I am more than happy to share the implementation, but I need a couple of days to try and clean out some dependencies I have that would prevent from making it generic, and able to compile outside our out of tree project.
I will try to post a patch around the middle of next week.
Related to this, I was fighting the rewriter today as there is no RAUW equivalent.
In my particular case, I was moving a region into another but I was left with some RAUW needs: a value defined outside both ops needed to be replaced by a BBArg of the new op.
As a consequence I had to do a post-processing that explicitly clones with bvm and had fun tracking the self-use that I needed to filter out.
If one of you also has a non-cloning, non BBArgs-replacing RAUW for RewritePattern, I’d be happy to review to plug this hole.
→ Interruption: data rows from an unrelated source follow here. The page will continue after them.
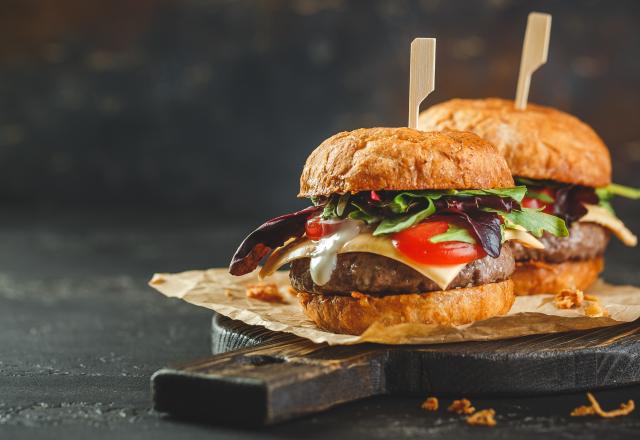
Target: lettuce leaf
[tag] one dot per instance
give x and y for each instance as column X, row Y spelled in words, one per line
column 397, row 224
column 361, row 213
column 540, row 196
column 454, row 233
column 536, row 222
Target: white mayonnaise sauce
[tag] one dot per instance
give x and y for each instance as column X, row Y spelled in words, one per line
column 325, row 255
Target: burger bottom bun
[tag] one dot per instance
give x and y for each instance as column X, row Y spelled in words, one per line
column 533, row 277
column 354, row 314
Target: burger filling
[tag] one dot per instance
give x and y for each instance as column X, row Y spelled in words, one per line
column 398, row 241
column 588, row 213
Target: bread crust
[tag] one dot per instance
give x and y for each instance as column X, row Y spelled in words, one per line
column 402, row 159
column 531, row 278
column 539, row 142
column 353, row 315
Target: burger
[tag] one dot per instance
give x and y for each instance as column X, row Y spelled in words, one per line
column 404, row 226
column 566, row 169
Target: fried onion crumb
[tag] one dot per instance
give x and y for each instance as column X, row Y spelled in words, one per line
column 484, row 417
column 462, row 406
column 265, row 292
column 569, row 298
column 584, row 410
column 431, row 404
column 595, row 310
column 596, row 409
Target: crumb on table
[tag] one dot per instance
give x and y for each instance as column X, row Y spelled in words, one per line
column 484, row 417
column 596, row 409
column 267, row 292
column 462, row 406
column 431, row 404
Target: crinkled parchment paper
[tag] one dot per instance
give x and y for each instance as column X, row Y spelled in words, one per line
column 215, row 289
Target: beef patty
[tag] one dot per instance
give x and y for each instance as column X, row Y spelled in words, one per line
column 585, row 242
column 377, row 275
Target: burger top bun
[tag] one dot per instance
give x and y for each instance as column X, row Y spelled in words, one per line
column 538, row 143
column 402, row 159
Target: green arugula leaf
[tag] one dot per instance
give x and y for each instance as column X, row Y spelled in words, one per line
column 342, row 204
column 536, row 222
column 388, row 226
column 454, row 233
column 517, row 192
column 361, row 213
column 537, row 183
column 540, row 196
column 404, row 201
column 329, row 210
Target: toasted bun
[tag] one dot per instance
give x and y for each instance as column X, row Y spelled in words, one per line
column 353, row 315
column 539, row 142
column 402, row 158
column 535, row 277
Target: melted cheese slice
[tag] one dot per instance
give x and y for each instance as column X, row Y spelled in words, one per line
column 442, row 275
column 522, row 236
column 597, row 214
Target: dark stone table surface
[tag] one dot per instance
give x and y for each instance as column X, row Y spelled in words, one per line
column 81, row 333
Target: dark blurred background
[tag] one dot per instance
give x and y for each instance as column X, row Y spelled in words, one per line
column 214, row 105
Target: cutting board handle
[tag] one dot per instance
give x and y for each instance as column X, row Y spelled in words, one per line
column 268, row 383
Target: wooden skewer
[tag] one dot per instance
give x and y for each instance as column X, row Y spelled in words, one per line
column 422, row 74
column 534, row 53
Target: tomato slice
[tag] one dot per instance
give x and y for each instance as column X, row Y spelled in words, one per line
column 529, row 202
column 414, row 243
column 316, row 228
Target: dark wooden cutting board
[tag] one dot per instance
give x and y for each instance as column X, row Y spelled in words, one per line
column 257, row 376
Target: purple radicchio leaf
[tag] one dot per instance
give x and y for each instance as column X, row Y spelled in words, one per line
column 268, row 236
column 485, row 227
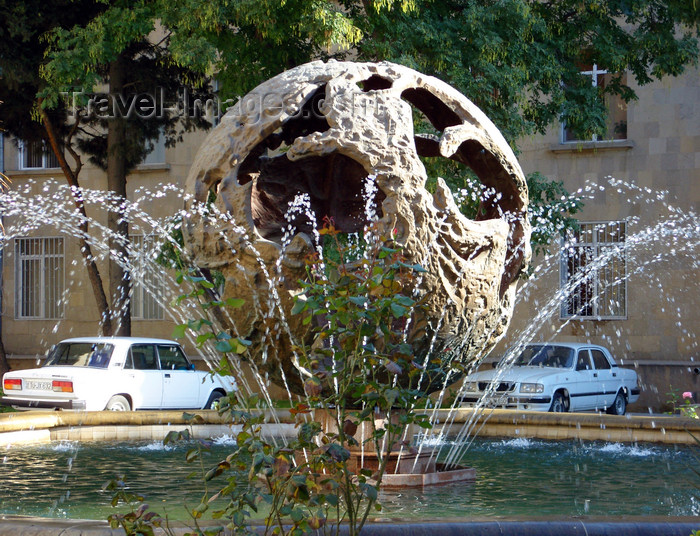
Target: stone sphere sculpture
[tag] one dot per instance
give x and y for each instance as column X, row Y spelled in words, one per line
column 322, row 129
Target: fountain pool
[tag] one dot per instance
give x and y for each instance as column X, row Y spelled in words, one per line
column 516, row 478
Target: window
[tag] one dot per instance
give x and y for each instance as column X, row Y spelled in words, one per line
column 599, row 360
column 39, row 278
column 172, row 358
column 157, row 154
column 142, row 357
column 583, row 362
column 147, row 280
column 616, row 122
column 36, row 155
column 593, row 272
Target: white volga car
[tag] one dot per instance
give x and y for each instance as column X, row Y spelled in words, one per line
column 115, row 373
column 555, row 377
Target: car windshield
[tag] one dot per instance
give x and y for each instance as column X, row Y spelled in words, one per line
column 80, row 354
column 545, row 355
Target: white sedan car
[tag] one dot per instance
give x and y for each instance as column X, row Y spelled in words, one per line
column 115, row 373
column 555, row 377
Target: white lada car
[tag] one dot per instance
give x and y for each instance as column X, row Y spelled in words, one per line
column 115, row 373
column 555, row 377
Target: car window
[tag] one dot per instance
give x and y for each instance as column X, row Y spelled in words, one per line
column 172, row 357
column 599, row 360
column 80, row 354
column 144, row 357
column 583, row 361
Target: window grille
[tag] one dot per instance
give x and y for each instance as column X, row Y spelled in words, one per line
column 594, row 272
column 616, row 120
column 36, row 155
column 147, row 280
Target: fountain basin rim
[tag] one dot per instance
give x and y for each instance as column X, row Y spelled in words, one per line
column 44, row 426
column 11, row 525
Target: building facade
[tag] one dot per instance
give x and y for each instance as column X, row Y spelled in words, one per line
column 635, row 254
column 630, row 272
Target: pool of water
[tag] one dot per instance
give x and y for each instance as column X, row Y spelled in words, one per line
column 516, row 477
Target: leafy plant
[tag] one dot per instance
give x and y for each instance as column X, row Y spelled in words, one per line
column 682, row 403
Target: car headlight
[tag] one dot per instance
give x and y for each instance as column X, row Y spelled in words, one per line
column 531, row 388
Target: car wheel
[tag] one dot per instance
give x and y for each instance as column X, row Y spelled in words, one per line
column 213, row 401
column 118, row 403
column 619, row 405
column 559, row 404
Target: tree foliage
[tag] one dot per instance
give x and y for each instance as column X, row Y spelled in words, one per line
column 520, row 60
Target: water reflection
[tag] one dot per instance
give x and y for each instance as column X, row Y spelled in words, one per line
column 516, row 477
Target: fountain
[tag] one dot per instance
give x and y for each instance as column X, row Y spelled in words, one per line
column 353, row 125
column 338, row 139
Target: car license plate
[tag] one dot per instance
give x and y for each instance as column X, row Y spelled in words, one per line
column 39, row 385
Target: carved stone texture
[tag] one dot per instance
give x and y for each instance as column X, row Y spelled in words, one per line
column 323, row 128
Are the ops contiguous in the block? (This goes towards Nicolas’s suggestion, but I wasn’t sure if that is the case). And is it required that all ops are top most in block? (could one, instead of passing in, use the parent block of head op?) [I’d probably use a predicate function rather than std::set to allow different sets to be used and different clustering approaches, such as clustering based on attribute without populating a set]
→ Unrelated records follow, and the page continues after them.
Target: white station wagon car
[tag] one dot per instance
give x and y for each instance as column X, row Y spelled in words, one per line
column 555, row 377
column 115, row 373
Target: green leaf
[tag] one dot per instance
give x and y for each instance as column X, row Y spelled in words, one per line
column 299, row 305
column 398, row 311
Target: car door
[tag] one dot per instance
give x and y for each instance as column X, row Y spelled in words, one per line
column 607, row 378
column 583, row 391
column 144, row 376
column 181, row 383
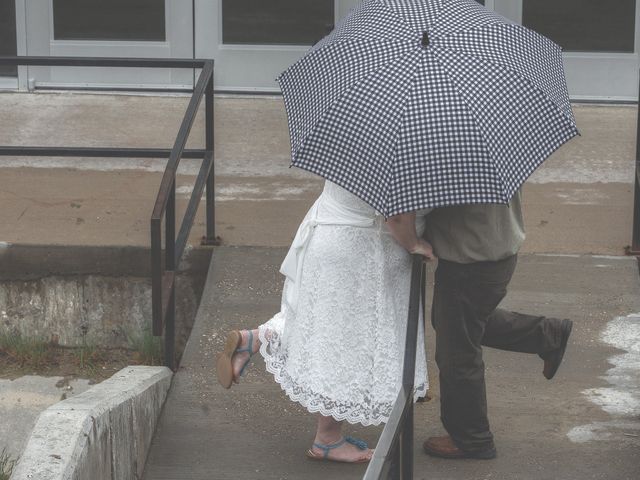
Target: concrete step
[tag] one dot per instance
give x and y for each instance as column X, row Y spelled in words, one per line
column 544, row 429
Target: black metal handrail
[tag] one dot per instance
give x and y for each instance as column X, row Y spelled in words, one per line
column 393, row 456
column 634, row 249
column 163, row 270
column 163, row 274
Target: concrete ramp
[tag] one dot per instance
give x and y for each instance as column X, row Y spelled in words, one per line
column 254, row 432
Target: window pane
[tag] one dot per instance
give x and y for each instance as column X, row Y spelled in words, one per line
column 276, row 22
column 584, row 25
column 108, row 20
column 8, row 44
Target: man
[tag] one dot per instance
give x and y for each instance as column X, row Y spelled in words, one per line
column 477, row 247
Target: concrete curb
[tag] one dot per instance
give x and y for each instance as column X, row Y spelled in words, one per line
column 103, row 433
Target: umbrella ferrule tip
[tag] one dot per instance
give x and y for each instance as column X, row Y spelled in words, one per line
column 425, row 39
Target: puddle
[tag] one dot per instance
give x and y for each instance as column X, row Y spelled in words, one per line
column 621, row 399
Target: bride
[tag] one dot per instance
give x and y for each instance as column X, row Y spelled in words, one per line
column 337, row 344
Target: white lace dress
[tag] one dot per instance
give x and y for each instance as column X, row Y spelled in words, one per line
column 337, row 344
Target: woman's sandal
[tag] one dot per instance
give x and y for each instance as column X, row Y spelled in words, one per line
column 362, row 445
column 224, row 365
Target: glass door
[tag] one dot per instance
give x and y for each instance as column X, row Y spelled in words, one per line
column 8, row 42
column 114, row 28
column 599, row 38
column 252, row 41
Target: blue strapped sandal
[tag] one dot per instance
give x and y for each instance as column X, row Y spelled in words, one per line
column 326, row 449
column 224, row 366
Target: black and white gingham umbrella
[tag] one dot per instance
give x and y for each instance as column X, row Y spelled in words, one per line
column 412, row 104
@aardeb, just for your reference, I implemented something quickly off-tree to unblock my work here. You can take a look at moveOperationsBefore, getDefsWithExternalUses and the code around their invocations to better understand my use case. Hopefully that helps!
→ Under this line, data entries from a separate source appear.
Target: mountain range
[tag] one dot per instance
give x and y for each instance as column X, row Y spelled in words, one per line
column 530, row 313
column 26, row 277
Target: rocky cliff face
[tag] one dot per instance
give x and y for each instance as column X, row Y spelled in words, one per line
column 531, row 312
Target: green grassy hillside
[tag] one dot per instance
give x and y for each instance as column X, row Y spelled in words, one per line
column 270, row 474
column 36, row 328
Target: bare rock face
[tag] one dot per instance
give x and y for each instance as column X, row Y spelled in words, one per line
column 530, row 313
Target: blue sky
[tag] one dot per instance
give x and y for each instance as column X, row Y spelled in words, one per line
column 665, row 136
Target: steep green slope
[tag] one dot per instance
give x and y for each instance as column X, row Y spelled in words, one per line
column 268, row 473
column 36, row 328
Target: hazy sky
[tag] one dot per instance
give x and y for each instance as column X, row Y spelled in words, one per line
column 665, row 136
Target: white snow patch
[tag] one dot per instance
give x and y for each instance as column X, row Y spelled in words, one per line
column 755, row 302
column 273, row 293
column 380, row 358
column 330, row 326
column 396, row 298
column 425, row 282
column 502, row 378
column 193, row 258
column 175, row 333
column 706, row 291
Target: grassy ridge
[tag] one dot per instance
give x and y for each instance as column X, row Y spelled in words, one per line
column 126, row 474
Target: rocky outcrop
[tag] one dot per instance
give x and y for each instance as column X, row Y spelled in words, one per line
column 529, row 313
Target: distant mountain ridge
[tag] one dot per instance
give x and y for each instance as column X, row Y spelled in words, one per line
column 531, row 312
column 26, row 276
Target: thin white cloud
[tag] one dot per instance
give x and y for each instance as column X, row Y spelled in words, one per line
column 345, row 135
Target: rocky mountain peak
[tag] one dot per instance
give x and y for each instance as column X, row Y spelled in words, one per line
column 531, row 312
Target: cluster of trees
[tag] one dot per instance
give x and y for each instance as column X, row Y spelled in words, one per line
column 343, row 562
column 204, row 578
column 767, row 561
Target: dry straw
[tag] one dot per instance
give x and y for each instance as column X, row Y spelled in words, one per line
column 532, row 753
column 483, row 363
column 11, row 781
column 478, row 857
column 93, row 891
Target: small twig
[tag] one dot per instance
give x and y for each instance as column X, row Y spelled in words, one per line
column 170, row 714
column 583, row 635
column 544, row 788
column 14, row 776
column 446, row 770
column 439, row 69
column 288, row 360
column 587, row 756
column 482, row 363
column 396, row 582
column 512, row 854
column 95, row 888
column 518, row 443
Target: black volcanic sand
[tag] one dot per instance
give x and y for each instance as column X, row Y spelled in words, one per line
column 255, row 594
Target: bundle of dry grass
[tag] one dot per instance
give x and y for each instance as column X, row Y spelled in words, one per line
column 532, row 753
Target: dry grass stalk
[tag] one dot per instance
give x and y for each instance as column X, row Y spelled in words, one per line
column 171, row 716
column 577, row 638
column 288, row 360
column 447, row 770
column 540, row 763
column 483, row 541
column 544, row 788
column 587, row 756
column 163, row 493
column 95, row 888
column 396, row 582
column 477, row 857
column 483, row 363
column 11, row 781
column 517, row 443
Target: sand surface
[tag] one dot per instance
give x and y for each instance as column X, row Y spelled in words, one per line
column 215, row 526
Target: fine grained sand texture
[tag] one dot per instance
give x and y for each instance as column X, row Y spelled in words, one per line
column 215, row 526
The std::vector<Operation *> &ops do not need to be a linear range but need to be topologically sorted and form a connected subgraph
llvm::iplist::iterator insertClusterOp, is the position in the block where the new op (where the ops will be moved) is inserted into the block.
The code I have is a bit convoluted but works. Happy to receive feedback on how to improve it.
@dcabelle/@jschuhmacher looking through your code it seems that a lot of the complexity in my code may be because I do not assume a linear range of ops and take subgraph, since you code seems to get away with trying to find the external op connections and such. I may also be re-implementing some MLIR internal code leading to a more complex solution.
Thanks for sharing your use cases and implementations! I’m trying to build a bit more expertise on my use case before providing any feedback but my first impression is that I don’t think we can have a single utility that creates the new region op and move all the target operations into the new region, all in one shot. I think that decomposing the transformation into 2 or 3 utilities would make the implementation simpler and more composable.
I’m also wondering why your implementations clone the set of operations to be moved into the new region. Would it be possible to just move them without cloning them? It was possible at least in my use case and I think that would be more efficient since the number of operations to move could be pretty large.
The reason I am cloning is that I can take a arbitrary subgraph of operations to move from the IR and not necessarily a linear range of ops. As we move the operations we need to remap the operands for the ops to respect the connections that come from ops that also move and any connections that after clustering will come in through the block arguments. At the time of writing that code I could not come up with a way to move the operations while reconnecting the operands (in one single step), so cloning seemed the only option. I agree that it may be expensive, so maybe a move and reconfigure operands is needed here. Maybe we can do that as a two stage process, or add the functionality to do it in a single step.
We’re cloning for similar reasons. Also, sometimes an operation from the source region might need to be replicated into multiple destination regions; this we could also achieve with some pre-processing though.